IV. High tps. Visa is capable of 24k tps with the usual demand at 4k tps.
However, a future-proof platform requires much higher tps in order to
service cross-sector use cases, not only payments. The only way to
be future-proof is the ability to scale with demand, i.e. tps increases
with the amount of users, beyond 1m tps (–>‘linear scaling’).
V. Fast finality times. Nobody likes to wait. Slow finality/confirmation
times kill use cases. Any future-proof platform must finalize
transactions within a few seconds.
VI. High degree of decentralization (it’s easy to have high tps with a low
amount of validator nodes/masternodes like Ripple, Stellar, NEO or
EOS. The platform of the future is able to run at 1m+ tps, achieve finality within 1-2 seconds at massive decentralized scale of
10-100k+ validator nodes (–> solving the Scalability Trilemma).
VII. Mathematical proof. Many platforms, including Radix, are still in
development. That is fine, the sector is still in its early stages.
However, if your platform cannot at least provide theoretical (i.e.
mathematical) proof that the consensus algorithm will be secure at
scale in the future, then there is a problem.
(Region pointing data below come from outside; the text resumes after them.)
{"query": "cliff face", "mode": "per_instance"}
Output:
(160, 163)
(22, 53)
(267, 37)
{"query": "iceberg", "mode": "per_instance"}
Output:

Many of today’s popular platforms like Polkadot, Cosmos, Cardano, Near,
Solana and, yes, ETH2 are not future-proof. In fact many of them have
some blatant weaknesses. Why? Some take ages to finalize
transactions. Some are mathematically unproven. Some simply don’t
scale to the required tps to be future-proof. Many are too centralized.
Many are platforms born to solve the User-to-Application scalability
problem of 2017 and they didn’t foresee dApp-to-dApp communication
(DeFi). Or they are older platforms that implement sharding in order to
scale, meanwhile forgetting that those scattered dApps still need to talk
to each other seamlessly. They wanted to solve CryptoKitties. And some
of them do. But they can’t do DeFi, and everything that will come after it.
There are many reasons. We don’t care about reasons. We aim to find
Unicorns. And we did.
The Unicorn and its secrets.
Radix foresaw all dimensions required to fundamentally scale a public
ledger: User-to-User, User-to-dApp and dApp-to-dApp scaling. Seamless
cross-shard interoperability, at massive scale. 1-2 sec finality at >1m tps.
Math proofs. Highly secure. They solved the Scalability Trilemma in a
way that makes them very fit for what’s required of a future-proof
decentralized platform that scales across all 3 dimensions (User-to-User,
User-to-dApp, dApp-to-dApp) without making any significant
compromises. As such Radix is only tech that doesn’t need patches or
side wheels to do complex stuff at scale. They are still in development,
which means we are able to participate early.